Он захохотал, и Азаров, довольный, что к Ржевскому вернулось хорошее настроение, сказал:                         
– Перейдем в мой кабинет, там нам будет удобнее.  
Не откладывая дела в долгий ящик, они тут же отправились в кабинет майора. Поднимаясь по лестнице, Шурочка шепнула поручику:        
– Я буду молиться за тебя, Ржевский!             
– Ладно, –  разрешил он, – молись.                                         
В кабинете Азаров разложил на столе бумагу, чернила, перья и пригласил дам на небольшой диванчик у окна.
– Не будем мешать нашим дуэлянтам, пусть скрестят перья один на один.
Панин и поручик сели за стол, причем Ржевский постарался разместиться таким образом, чтобы ему было видно, что пишет Панин. Последний не придал этому значения и сразу задумался, уставившись в одну точку. Ржевский, напротив, смотрел то в одну, то в другую сторону, а то и на потолок, чесал переносицу, щелкал пальцами, грыз ногти и проделывал другие подобные вещи, потом сказал:    
– Давненько я не писал стихов-с.

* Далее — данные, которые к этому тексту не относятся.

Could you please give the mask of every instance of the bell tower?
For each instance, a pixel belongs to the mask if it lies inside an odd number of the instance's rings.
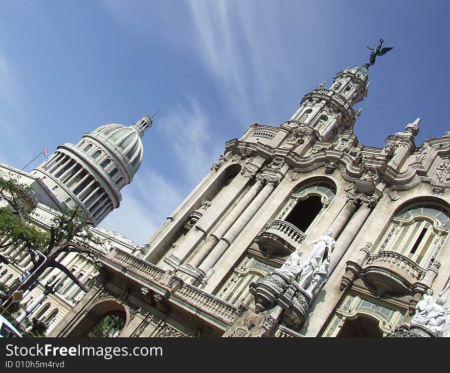
[[[311,127],[320,139],[329,141],[345,131],[353,131],[362,109],[353,106],[367,96],[369,72],[366,65],[350,66],[338,73],[328,88],[325,82],[303,97],[290,121]]]

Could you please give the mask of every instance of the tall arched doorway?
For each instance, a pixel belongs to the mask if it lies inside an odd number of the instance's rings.
[[[129,314],[114,298],[96,302],[68,337],[114,337],[127,324]]]
[[[337,337],[382,337],[378,328],[379,321],[365,315],[359,315],[353,320],[347,319]]]

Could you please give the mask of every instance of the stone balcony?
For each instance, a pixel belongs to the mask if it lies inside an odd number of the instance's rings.
[[[274,220],[266,225],[255,239],[261,253],[269,258],[284,257],[291,253],[304,240],[306,235],[285,220]]]
[[[402,296],[423,293],[438,273],[440,264],[435,261],[428,269],[395,251],[382,250],[369,254],[368,247],[360,250],[354,261],[347,262],[341,290],[360,278],[377,296]]]
[[[127,273],[128,278],[135,282],[134,284],[125,284],[122,283],[121,277],[116,278],[119,279],[122,287],[136,288],[138,291],[133,292],[135,295],[140,295],[138,288],[145,287],[147,290],[146,296],[149,294],[150,297],[157,299],[156,308],[164,313],[169,309],[183,309],[184,312],[192,313],[193,316],[208,320],[224,330],[231,324],[235,316],[236,306],[193,285],[185,284],[174,272],[165,271],[131,254],[114,248],[107,256],[100,260],[104,271],[111,274],[111,271]],[[114,281],[114,277],[110,277],[110,281]]]

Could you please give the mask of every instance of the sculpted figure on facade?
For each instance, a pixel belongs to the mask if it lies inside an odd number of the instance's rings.
[[[420,301],[423,302],[422,304],[419,306],[420,302],[417,304],[418,307],[412,323],[425,325],[436,336],[442,337],[442,331],[446,324],[448,324],[447,320],[450,319],[450,310],[444,308],[444,300],[440,297],[438,298],[436,302],[432,302],[432,293],[427,293],[427,294],[424,294],[423,299]]]
[[[315,245],[297,279],[301,288],[307,289],[311,284],[313,276],[319,272],[323,271],[324,267],[322,267],[322,265],[326,260],[329,261],[331,251],[335,243],[334,239],[331,237],[333,233],[333,230],[329,229],[326,236],[321,236],[308,244]]]
[[[416,313],[411,322],[416,322],[416,320],[420,320],[425,317],[430,311],[430,307],[432,304],[433,290],[429,289],[426,290],[426,292],[423,294],[423,297],[416,305]]]
[[[327,258],[324,261],[322,265],[314,271],[311,283],[307,289],[305,289],[311,298],[316,295],[322,284],[326,281],[329,265],[330,261]]]
[[[302,270],[304,265],[304,261],[302,258],[302,250],[299,246],[289,255],[289,258],[283,263],[281,268],[275,270],[275,272],[287,276],[289,282],[292,282]]]

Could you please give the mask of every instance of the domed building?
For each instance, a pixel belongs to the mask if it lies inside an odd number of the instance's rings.
[[[416,145],[418,118],[382,147],[358,141],[374,53],[284,123],[228,141],[142,246],[96,228],[114,241],[99,248],[100,275],[73,253],[60,259],[89,292],[58,273],[62,288],[29,317],[57,314],[53,337],[105,321],[119,337],[450,336],[450,133]],[[119,206],[151,124],[102,126],[23,176],[97,224]],[[439,325],[416,317],[429,306]]]
[[[133,180],[143,154],[141,137],[151,116],[136,124],[106,124],[76,145],[58,147],[31,174],[39,177],[63,205],[81,208],[98,225],[120,205],[120,191]]]

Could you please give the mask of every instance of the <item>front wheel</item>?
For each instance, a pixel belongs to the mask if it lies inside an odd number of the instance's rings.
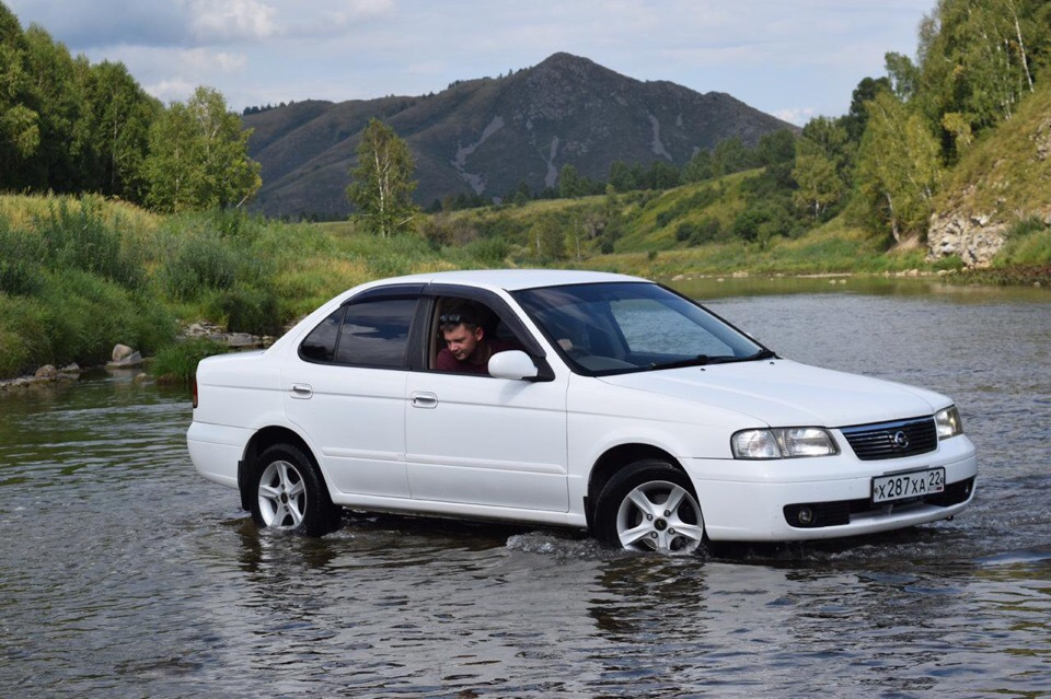
[[[635,462],[610,478],[594,511],[596,536],[613,546],[693,554],[704,517],[684,473],[660,459]]]
[[[259,526],[323,536],[339,525],[339,508],[313,463],[294,446],[276,444],[263,452],[251,487],[252,519]]]

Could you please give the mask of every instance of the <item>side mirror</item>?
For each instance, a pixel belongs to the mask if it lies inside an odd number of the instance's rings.
[[[512,381],[531,381],[540,375],[536,364],[522,350],[497,352],[489,358],[489,376]]]

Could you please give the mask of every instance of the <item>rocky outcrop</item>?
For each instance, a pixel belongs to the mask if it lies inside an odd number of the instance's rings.
[[[927,231],[927,261],[958,255],[968,267],[986,267],[1006,234],[1007,224],[984,214],[935,213]]]
[[[226,345],[231,350],[261,349],[274,343],[269,335],[250,335],[249,333],[227,333],[222,327],[207,322],[190,323],[183,328],[185,338],[207,338],[212,342]]]
[[[113,361],[106,362],[106,369],[135,369],[142,365],[142,354],[127,345],[113,348]]]
[[[32,388],[59,382],[77,381],[80,377],[80,366],[76,363],[55,369],[53,364],[45,364],[36,370],[32,376],[20,376],[0,381],[0,391],[9,388]]]
[[[1032,135],[1032,142],[1037,145],[1038,161],[1051,158],[1051,118],[1037,128],[1037,132]]]

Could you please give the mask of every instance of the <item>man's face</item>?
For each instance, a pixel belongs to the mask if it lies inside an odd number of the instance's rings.
[[[482,339],[482,328],[469,330],[462,323],[451,330],[444,330],[442,337],[446,340],[446,347],[457,358],[457,361],[465,362],[474,354],[478,340]]]

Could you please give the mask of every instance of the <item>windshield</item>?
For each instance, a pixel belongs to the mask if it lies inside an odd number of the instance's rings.
[[[773,357],[700,305],[654,283],[515,292],[577,373],[591,376]]]

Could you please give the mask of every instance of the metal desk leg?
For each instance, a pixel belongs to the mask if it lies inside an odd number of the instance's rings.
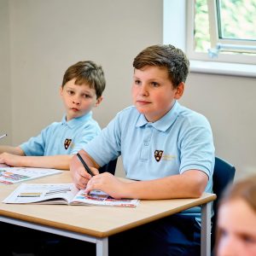
[[[201,255],[211,255],[211,202],[201,207]]]
[[[108,238],[96,240],[96,256],[108,255]]]

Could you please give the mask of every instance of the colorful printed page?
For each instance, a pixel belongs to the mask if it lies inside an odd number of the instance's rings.
[[[0,183],[3,184],[14,184],[16,183],[61,172],[62,172],[62,171],[55,169],[0,167]]]
[[[79,190],[72,201],[72,205],[83,204],[93,206],[107,206],[118,207],[136,207],[139,203],[137,199],[114,199],[100,190],[92,190],[90,195],[84,194],[84,190]]]
[[[136,207],[139,201],[113,199],[99,190],[93,190],[86,195],[84,189],[79,190],[73,183],[22,183],[3,202]]]

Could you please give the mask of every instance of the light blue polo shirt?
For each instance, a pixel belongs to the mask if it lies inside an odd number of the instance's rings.
[[[129,107],[83,148],[100,166],[121,154],[126,177],[135,180],[201,170],[209,177],[206,191],[212,191],[214,145],[210,124],[177,102],[154,123]]]
[[[26,155],[43,156],[70,154],[79,152],[89,141],[98,136],[101,128],[90,112],[81,117],[54,122],[38,137],[20,145]]]

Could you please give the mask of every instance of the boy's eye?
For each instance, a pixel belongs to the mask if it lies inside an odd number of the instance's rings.
[[[82,97],[83,97],[83,98],[90,98],[91,96],[90,96],[90,95],[89,95],[89,94],[83,94],[83,95],[82,95]]]
[[[243,235],[241,239],[247,243],[256,243],[255,238],[252,237],[251,236]]]
[[[160,86],[160,84],[156,83],[156,82],[152,82],[151,84],[154,86],[154,87],[158,87]]]

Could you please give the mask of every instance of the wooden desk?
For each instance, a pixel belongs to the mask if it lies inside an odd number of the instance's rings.
[[[69,172],[27,183],[70,183]],[[108,255],[108,236],[202,205],[201,255],[210,256],[211,207],[214,194],[198,199],[141,201],[136,208],[67,205],[3,204],[19,184],[0,184],[0,221],[87,241],[96,244],[96,255]]]

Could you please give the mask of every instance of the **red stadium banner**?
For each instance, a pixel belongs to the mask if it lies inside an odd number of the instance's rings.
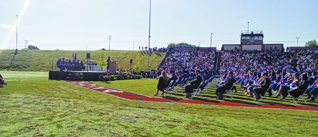
[[[318,111],[318,107],[313,106],[270,103],[255,103],[239,101],[218,101],[208,100],[184,99],[175,98],[155,97],[99,86],[87,82],[67,81],[67,82],[95,91],[104,93],[129,101],[162,103],[176,103],[199,105],[223,106],[228,107],[290,109]]]

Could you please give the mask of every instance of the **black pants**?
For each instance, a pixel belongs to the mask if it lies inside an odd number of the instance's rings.
[[[254,91],[259,96],[264,96],[265,95],[265,93],[266,91],[266,89],[264,89],[261,87],[256,87],[253,88],[253,91]]]
[[[195,86],[192,85],[189,85],[185,86],[185,88],[184,92],[187,93],[193,93],[193,89],[197,89],[198,88],[197,86]]]
[[[215,94],[217,95],[218,95],[219,93],[224,94],[225,93],[225,91],[228,90],[228,88],[224,86],[219,87],[215,90]]]
[[[303,91],[299,90],[298,89],[292,89],[289,91],[289,94],[294,97],[298,98],[299,96],[304,94]]]

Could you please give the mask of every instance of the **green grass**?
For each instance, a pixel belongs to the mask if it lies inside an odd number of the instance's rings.
[[[91,60],[99,59],[100,51],[66,51],[46,50],[19,50],[18,54],[14,57],[10,71],[20,71],[47,72],[51,68],[50,60],[56,60],[58,58],[71,59],[73,53],[77,54],[77,58],[80,60],[85,60],[86,53],[91,53]],[[130,60],[132,59],[133,64],[135,63],[136,56],[140,55],[141,66],[142,70],[148,68],[148,56],[144,51],[106,51],[107,56],[111,60],[117,62],[119,68],[122,67],[127,69]],[[13,57],[14,50],[0,50],[0,70],[7,71]],[[150,68],[155,69],[162,58],[164,53],[153,52],[150,58]]]
[[[317,112],[128,101],[47,74],[0,73],[2,137],[318,135]],[[152,81],[103,84],[151,96]]]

В последний раз пытался сочинять в юные годы.
 Он побарабанил пальцами по столу и задумчиво произнес:
– Да-а, много дерьма утекло с тех пор...         
И глаза его затуманились.
– Чтоб вы сдохли, поручик! – с негодованием вскрикнула Аглая Петровна. – Что за пошлости вы говорите!
– Действительно, мон шер, – сказал Азаров, – ты уж совсем того... Говорить такие вещи при дамах!

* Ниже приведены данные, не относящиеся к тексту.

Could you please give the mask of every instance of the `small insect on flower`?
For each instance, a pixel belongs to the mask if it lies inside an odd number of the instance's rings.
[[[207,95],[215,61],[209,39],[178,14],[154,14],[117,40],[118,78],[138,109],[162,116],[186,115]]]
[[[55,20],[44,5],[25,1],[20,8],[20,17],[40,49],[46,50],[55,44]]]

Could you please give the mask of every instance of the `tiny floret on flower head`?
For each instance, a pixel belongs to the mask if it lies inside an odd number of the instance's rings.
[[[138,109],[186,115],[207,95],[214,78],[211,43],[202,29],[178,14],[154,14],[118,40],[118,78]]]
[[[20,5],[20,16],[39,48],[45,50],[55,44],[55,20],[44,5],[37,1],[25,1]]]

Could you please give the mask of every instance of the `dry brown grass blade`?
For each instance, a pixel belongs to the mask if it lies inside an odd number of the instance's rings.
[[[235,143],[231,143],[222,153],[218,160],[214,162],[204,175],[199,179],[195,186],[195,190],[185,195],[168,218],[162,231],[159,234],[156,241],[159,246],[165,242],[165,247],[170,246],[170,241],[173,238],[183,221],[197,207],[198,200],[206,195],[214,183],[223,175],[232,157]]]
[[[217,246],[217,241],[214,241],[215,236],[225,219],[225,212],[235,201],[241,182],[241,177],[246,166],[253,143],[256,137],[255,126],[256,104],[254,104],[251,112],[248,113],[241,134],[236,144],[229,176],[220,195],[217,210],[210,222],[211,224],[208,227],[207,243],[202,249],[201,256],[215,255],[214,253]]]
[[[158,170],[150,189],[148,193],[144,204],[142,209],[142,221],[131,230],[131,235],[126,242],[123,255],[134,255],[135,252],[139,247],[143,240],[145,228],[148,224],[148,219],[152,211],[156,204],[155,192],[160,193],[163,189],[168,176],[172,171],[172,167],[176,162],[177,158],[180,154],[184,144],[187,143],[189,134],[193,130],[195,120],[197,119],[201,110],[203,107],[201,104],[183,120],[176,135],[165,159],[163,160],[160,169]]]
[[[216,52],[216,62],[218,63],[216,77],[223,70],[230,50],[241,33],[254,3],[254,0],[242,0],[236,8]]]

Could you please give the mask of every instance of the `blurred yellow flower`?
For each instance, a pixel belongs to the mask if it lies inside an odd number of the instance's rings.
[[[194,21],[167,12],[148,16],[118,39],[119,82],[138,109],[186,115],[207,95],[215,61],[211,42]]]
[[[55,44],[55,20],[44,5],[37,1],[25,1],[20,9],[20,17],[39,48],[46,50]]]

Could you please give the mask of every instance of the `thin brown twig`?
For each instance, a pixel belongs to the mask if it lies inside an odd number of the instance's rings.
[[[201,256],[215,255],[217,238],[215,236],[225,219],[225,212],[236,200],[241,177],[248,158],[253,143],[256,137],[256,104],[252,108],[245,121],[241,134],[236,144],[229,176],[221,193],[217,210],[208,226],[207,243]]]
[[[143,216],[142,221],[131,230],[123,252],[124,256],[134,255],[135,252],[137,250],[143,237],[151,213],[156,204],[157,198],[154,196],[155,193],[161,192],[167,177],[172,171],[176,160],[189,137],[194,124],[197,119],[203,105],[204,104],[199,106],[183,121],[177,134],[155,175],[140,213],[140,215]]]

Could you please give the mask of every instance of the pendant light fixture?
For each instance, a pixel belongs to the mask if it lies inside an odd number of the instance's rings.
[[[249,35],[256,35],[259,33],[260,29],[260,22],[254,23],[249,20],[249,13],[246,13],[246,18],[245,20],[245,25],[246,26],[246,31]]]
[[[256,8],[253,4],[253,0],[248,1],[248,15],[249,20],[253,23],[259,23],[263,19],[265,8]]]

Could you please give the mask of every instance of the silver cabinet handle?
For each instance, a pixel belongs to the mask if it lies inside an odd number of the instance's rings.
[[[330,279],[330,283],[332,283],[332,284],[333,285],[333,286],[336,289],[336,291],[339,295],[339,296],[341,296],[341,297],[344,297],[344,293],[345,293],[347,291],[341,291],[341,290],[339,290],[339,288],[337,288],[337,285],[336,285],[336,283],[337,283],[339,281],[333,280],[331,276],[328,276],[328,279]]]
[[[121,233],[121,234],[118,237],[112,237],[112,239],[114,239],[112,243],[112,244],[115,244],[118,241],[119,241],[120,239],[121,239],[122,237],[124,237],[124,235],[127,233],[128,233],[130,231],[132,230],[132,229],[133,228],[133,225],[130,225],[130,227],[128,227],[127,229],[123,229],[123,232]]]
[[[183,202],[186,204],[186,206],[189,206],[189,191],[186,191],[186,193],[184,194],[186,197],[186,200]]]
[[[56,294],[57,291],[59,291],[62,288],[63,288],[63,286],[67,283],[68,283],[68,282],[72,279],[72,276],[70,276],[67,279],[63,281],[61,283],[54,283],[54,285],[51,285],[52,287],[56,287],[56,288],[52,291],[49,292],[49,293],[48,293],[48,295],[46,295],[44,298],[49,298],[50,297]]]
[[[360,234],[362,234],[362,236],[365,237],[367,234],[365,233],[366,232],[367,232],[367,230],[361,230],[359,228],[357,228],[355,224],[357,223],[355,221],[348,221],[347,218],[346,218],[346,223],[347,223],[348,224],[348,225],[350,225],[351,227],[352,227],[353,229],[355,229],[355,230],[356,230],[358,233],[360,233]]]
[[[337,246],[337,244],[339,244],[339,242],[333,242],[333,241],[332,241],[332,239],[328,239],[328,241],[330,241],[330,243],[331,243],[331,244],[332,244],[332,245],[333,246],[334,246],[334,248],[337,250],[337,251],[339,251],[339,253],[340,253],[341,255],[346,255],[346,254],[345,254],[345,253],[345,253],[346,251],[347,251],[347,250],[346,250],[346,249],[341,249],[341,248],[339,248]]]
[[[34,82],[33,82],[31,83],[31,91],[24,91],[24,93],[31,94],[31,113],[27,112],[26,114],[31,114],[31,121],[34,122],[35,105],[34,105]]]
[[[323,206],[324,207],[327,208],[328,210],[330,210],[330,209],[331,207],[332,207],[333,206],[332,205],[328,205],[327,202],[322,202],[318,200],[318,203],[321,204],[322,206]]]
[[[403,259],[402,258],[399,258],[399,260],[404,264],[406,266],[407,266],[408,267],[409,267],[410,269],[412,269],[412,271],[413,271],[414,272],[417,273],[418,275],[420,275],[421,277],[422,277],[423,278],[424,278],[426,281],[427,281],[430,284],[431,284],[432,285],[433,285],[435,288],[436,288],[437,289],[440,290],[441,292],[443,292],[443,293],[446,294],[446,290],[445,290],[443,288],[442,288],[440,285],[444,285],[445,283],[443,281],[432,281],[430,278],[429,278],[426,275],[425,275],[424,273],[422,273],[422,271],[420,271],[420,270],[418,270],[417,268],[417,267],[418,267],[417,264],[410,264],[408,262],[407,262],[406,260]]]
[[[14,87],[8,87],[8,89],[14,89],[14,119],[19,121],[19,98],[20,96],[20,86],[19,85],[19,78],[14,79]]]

– Прошу простить, мадам, – Ржевский приложил руку к сердцу, – привычка казарменной жизни-с.
Какое-то время все молчали. Панин вдруг поднял голову и спросил:
– Поручик, не подскажете, как пишется «когда бы»? Слитно или раздельно?        
Ржевскому показалось, что он спрашивает единственно с целью уличить его в невежестве, поэтому сухо ответил:
– Пардон, запамятовал-с.          
Тут он бросил взгляд на листок Панина и обнаружил, что тот уже написал несколько строк. Ржевский придал своему лицу сосредоточенное выражение и заскрипел пером. Время от времени он поглядывал в сторону Панина. От Азарова не укрылось, что писал он тогда, когда писал Панин, а когда титулярный советник думал, то и Ржевский сидел с глубокомысленным видом.                                            

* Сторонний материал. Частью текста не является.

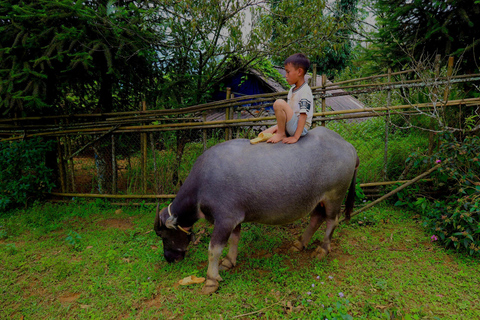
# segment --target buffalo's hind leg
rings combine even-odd
[[[295,240],[290,250],[302,251],[305,249],[323,221],[325,221],[325,207],[323,203],[319,203],[310,215],[310,224],[307,229],[305,229],[305,232],[298,240]]]
[[[231,268],[235,267],[237,264],[237,255],[238,255],[238,242],[240,241],[240,230],[241,225],[233,229],[233,232],[230,234],[230,238],[228,239],[228,253],[227,256],[222,259],[220,263],[220,270],[230,270]]]
[[[338,226],[338,217],[340,215],[340,206],[341,202],[335,203],[327,203],[325,204],[325,213],[326,213],[326,222],[327,222],[327,229],[325,230],[325,236],[323,238],[323,243],[320,247],[315,249],[312,253],[312,256],[323,259],[330,253],[330,243],[332,241],[333,232],[335,228]]]

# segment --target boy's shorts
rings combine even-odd
[[[287,122],[287,125],[285,127],[287,131],[287,136],[289,137],[294,136],[295,131],[297,131],[297,126],[298,126],[298,117],[296,115],[293,115],[292,119],[290,119],[290,121]],[[303,128],[302,134],[300,136],[303,137],[304,135],[307,134],[307,132],[308,132],[307,129]]]

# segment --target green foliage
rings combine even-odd
[[[353,52],[352,30],[358,27],[357,2],[336,1],[325,10],[324,1],[272,1],[262,24],[272,35],[274,63],[281,65],[289,55],[303,52],[317,64],[319,74],[345,68]]]
[[[446,194],[434,202],[424,197],[412,199],[403,195],[397,205],[408,205],[421,213],[433,241],[445,247],[480,254],[480,137],[467,136],[460,140],[451,133],[441,136],[439,151],[430,159],[412,159],[414,166],[442,163],[433,176],[436,185]],[[436,160],[435,160],[436,159]]]
[[[68,232],[68,235],[65,238],[67,244],[77,251],[81,248],[81,240],[82,236],[80,236],[77,232],[71,230]]]
[[[1,0],[0,112],[90,110],[95,99],[111,111],[114,95],[151,80],[152,10],[132,1]]]
[[[383,69],[401,69],[410,59],[441,54],[462,57],[464,70],[478,70],[480,4],[471,1],[379,0],[374,3],[378,29],[369,60]]]
[[[0,142],[0,211],[27,205],[52,190],[52,170],[44,161],[52,147],[52,141],[41,138]]]

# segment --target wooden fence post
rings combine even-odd
[[[392,69],[388,68],[387,83],[390,83],[392,80]],[[392,103],[392,89],[388,89],[387,92],[387,109],[390,108]],[[387,181],[387,170],[388,170],[388,129],[390,124],[390,110],[387,110],[385,113],[385,150],[383,153],[383,181]]]
[[[207,122],[207,111],[202,112],[202,119],[203,122]],[[207,150],[207,129],[203,129],[202,131],[202,140],[203,140],[203,151]]]
[[[225,99],[229,100],[231,94],[232,94],[232,88],[227,87],[227,96]],[[231,111],[230,109],[231,109],[230,107],[225,108],[225,120],[230,120],[230,111]],[[232,130],[229,127],[225,128],[225,140],[230,140],[231,131]]]
[[[116,194],[117,191],[117,154],[115,150],[115,135],[112,133],[112,194]]]
[[[438,80],[438,77],[440,76],[440,59],[442,58],[442,56],[440,54],[437,54],[435,56],[435,63],[434,63],[434,72],[435,72],[435,79],[434,81],[436,82]],[[437,94],[438,94],[438,90],[437,90],[437,87],[436,85],[433,86],[433,90],[432,90],[432,103],[433,103],[433,107],[435,109],[438,108],[437,106],[437,101],[438,101],[438,97],[437,97]],[[433,148],[434,148],[434,143],[435,143],[435,139],[434,139],[434,133],[433,131],[435,130],[435,119],[434,118],[430,118],[430,132],[428,134],[428,151],[427,151],[427,154],[430,156],[432,155],[433,153]]]
[[[317,86],[317,64],[314,63],[312,65],[312,85],[311,87],[316,87]]]
[[[450,81],[450,77],[453,74],[453,57],[448,58],[448,66],[447,66],[447,81]],[[443,101],[447,102],[448,101],[448,96],[450,95],[450,83],[447,84],[447,87],[445,88],[445,92],[443,94]]]
[[[142,101],[142,111],[147,111],[147,103]],[[145,124],[143,124],[145,125]],[[142,191],[147,193],[147,134],[140,134],[140,151],[141,151],[141,167],[142,167]]]
[[[327,75],[326,74],[322,74],[322,92],[323,92],[323,96],[322,96],[322,112],[325,112],[326,109],[327,109],[327,101],[326,101],[326,95],[327,95],[327,90],[326,90],[326,87],[325,85],[327,84]],[[322,127],[325,127],[325,121],[322,121]]]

Только однажды Панин посмотрел на Ржевского и ехидно, как тому показалось, спросил:
– Ну, как? Получается?
– Получается. Конь стоит и голова качается, – скаламбурил  поручик.
Прошло полчаса с начала состязания, когда Панин встал из-за стола.        
– Готово!                                                                                               
Поручик что-то торопливо дописывал, затем и он объявил: 
– У меня тоже готово!                                                                          
Азаров сказал, улыбаясь:          
– Что ж, послушаем. Первым закончил г-н Панин, пусть он и начинает.                
Панин присыпал написанное песком, стряхнул его, взял листок в руки и торжественно произнес:         
– Стихотворение посвящено Шурочке. Называется «Царица грез моих».   
Он бросил на Шурочку пламенный взгляд  и стал читать:                                                                                                                         

Царица грез моих!                                                                                
Когда б ты в сердце                                                                             
Взглянула средь полночной тишины,                           
То увидала б ты, что в нем                                                                 
Глаза твои прекрасные отражены.                                                                                                                                                            
Царица грез моих!                                                                                            
Когда за грудь бы                                                                                                        
Взялась ты своей  нежною рукой,                                                       
То услыхала б ты, как бьется сердце,                                                
Навеки потерявшее покой.       
Царица грез моих!                                                                                            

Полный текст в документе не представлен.